Liz Musgrove
- Date of birth: 25 December 1996 (age 28)
- Place of birth: Edinburgh, Scotland
- Height: 1.69 m (5 ft 6+1⁄2 in)
- Weight: 64 kg (141 lb; 10 st 1 lb)

Rugby union career
- Position(s): Winger

Senior career
- Years: Team / Apps / (Points)
- 2018–2019: Hong Kong FC /  / (0)
- 2019–2020: DMP Sharks /  / (0)
- Ealing Trailfinders /  / (0)

International career
- Years: Team / Apps / (Points)
- 2018–present: Scotland / 18 / (0)

= Liz Musgrove =

Scotland international rugby union player

Elizabeth Mary Musgrove (born 25 December 1996) is a Scottish rugby player from Edinburgh who has played in multiple Women's Six Nations Championships, including the 2021 Women's Six Nations Championship, despite only taking up the sport at the age of 20. She is also a Junior British Judo Champion.

== Club career ==
In her first year of playing rugby, Musgrove helped Edinburgh University Women become the first Scottish team to reach the British Universities & College Sport (BUCS) final in 19 years. The side also featured fellow Scotland Women 7s squad members, Sarah Law, Rhona Lloyd, Megan Gaffney and Lisa Thomson, plus Scotland Women prop Katie Dougan.

On graduating from university, Musgrove played rugby for Hong Kong Football Club in the 2018–19 season.

Following her return from Hong Kong, she played for the Darlington Mowden Park Sharks from 2019 to 2020.

== International career ==
Musgrove was selected for the Scotland Women 7s squad in 2017 following a successful first season playing rugby and made a try-scoring debut in the opening match of the Rugby Europe Women's Sevens Trophy in Ostrava.

Musgrove was selected by coach Shade Munro for the 2018 Women's Six Nations Championship, where she won her first full cap in the opener away to Wales.

In 2019, and only three years since she started playing rugby, she took part in the qualifying tournament for the World Rugby Women's Sevens Series in Hong Kong. In the same year, she was also selected for a national tour of South Africa under coach Philip Doyle.

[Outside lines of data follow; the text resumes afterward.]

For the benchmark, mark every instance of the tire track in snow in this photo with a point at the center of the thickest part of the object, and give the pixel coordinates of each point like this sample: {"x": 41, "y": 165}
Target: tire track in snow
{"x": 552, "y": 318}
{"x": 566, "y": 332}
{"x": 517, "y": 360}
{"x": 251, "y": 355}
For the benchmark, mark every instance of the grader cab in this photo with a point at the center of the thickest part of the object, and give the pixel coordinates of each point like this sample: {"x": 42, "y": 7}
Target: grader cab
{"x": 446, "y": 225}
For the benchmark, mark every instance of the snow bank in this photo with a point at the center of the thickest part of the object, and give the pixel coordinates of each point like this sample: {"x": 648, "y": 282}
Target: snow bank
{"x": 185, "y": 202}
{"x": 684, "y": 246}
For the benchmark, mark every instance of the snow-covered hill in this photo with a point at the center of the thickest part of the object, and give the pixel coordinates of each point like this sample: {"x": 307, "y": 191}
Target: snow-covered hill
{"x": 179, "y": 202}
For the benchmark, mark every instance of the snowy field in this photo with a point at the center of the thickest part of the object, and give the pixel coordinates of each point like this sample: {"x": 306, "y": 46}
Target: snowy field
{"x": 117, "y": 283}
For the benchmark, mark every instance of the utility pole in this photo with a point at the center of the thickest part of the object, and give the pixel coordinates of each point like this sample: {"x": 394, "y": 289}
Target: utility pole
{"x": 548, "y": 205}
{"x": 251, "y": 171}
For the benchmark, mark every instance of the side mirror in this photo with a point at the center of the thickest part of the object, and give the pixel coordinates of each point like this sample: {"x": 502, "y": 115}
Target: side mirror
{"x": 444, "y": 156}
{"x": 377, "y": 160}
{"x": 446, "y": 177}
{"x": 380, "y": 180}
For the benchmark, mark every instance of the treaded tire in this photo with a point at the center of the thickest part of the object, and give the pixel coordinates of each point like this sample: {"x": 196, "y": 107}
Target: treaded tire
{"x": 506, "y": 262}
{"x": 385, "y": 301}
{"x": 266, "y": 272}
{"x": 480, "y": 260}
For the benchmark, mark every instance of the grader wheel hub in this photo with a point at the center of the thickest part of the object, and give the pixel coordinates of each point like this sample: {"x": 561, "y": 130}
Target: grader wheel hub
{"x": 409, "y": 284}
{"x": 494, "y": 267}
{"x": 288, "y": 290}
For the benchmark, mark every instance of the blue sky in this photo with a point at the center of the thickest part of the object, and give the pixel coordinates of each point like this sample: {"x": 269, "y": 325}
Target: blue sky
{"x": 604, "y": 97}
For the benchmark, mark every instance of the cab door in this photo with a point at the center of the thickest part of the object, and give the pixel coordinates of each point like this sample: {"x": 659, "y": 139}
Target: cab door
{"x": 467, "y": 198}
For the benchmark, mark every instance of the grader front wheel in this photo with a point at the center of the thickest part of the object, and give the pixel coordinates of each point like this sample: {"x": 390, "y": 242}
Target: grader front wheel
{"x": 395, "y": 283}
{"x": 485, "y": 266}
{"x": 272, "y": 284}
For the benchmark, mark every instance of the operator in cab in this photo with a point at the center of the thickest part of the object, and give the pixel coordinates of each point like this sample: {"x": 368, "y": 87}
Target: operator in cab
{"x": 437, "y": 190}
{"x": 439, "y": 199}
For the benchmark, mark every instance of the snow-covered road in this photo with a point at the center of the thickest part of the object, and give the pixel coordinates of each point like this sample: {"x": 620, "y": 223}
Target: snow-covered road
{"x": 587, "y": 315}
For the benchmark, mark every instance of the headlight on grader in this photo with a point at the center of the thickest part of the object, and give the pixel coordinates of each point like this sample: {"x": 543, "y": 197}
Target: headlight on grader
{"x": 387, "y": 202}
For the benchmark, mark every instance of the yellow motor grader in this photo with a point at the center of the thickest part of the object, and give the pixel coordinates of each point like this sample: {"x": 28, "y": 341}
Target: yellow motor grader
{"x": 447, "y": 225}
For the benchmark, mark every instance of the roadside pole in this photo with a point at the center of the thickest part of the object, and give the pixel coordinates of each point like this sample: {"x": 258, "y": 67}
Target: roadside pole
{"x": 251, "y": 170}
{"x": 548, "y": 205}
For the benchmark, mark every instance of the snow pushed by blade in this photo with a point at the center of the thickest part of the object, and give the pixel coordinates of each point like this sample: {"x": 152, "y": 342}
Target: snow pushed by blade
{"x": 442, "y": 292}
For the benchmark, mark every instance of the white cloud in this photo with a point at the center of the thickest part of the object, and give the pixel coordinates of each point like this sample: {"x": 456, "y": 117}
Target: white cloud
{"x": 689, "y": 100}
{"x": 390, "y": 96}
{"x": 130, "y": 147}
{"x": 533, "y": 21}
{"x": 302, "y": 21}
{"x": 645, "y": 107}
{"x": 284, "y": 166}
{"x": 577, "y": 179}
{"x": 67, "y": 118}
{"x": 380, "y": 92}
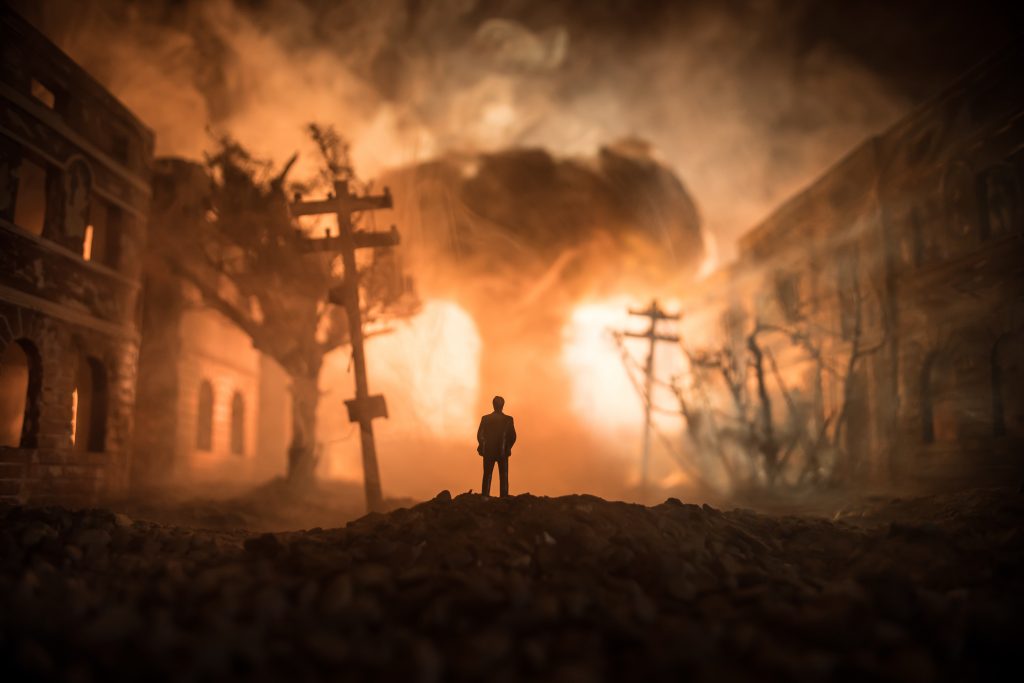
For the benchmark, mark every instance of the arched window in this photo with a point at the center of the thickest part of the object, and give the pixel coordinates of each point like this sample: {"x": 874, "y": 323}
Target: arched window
{"x": 939, "y": 413}
{"x": 238, "y": 424}
{"x": 204, "y": 417}
{"x": 19, "y": 383}
{"x": 88, "y": 427}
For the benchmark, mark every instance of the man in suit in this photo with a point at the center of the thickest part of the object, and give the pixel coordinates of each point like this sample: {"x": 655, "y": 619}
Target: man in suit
{"x": 495, "y": 438}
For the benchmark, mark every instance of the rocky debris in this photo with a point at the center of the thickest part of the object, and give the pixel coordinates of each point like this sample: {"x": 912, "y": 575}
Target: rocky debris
{"x": 572, "y": 588}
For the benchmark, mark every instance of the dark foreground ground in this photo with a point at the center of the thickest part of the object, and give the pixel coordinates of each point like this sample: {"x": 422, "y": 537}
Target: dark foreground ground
{"x": 570, "y": 589}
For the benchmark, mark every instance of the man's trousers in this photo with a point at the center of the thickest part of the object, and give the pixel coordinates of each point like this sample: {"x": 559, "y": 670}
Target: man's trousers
{"x": 503, "y": 475}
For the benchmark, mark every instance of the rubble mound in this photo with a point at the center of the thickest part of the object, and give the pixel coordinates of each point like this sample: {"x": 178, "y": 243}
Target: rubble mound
{"x": 525, "y": 588}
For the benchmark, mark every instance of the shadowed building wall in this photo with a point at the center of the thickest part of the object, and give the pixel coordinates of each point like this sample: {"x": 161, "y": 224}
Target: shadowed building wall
{"x": 74, "y": 199}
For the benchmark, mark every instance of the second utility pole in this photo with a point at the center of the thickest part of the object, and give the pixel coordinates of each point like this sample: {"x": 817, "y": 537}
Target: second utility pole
{"x": 365, "y": 407}
{"x": 654, "y": 313}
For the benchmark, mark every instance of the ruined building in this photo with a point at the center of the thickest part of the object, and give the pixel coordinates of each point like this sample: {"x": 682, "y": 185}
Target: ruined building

Musgrove was part of the 2021 Women's Six Nations Championship team. She started on the bench in the team's defeat to England, before coach Bryan Easson, brought her onto the starting line-up for the second match against Italy. This represented her first start for Scotland in two years. She played again in the closing match against Wales, which Scotland won 27–13.

Prior to the championship, Musgrove had not represented her country since before she moved to Hong Kong in 2019. During that time, she had also experienced a problematic hip injury which prevented her joining national games.

She was named in Scotland's squad for the 2025 Six Nations Championship in March.

== Personal life ==
Musgrove is one of several Scottish rugby champions who grew up in North Berwick. With a background in judo and athletics, she took up rugby in September 2016 as she embarked on her third year studying Applied Sport Science at Edinburgh University. In an interview with The Scotsman, she commented on her sudden transition to the sport, "Fast forward to 2016 and I thought I would give something new a try when my third year of university started in Edinburgh again in September – and a week later I was stepping out at BT Murrayfield for the Varsity match.”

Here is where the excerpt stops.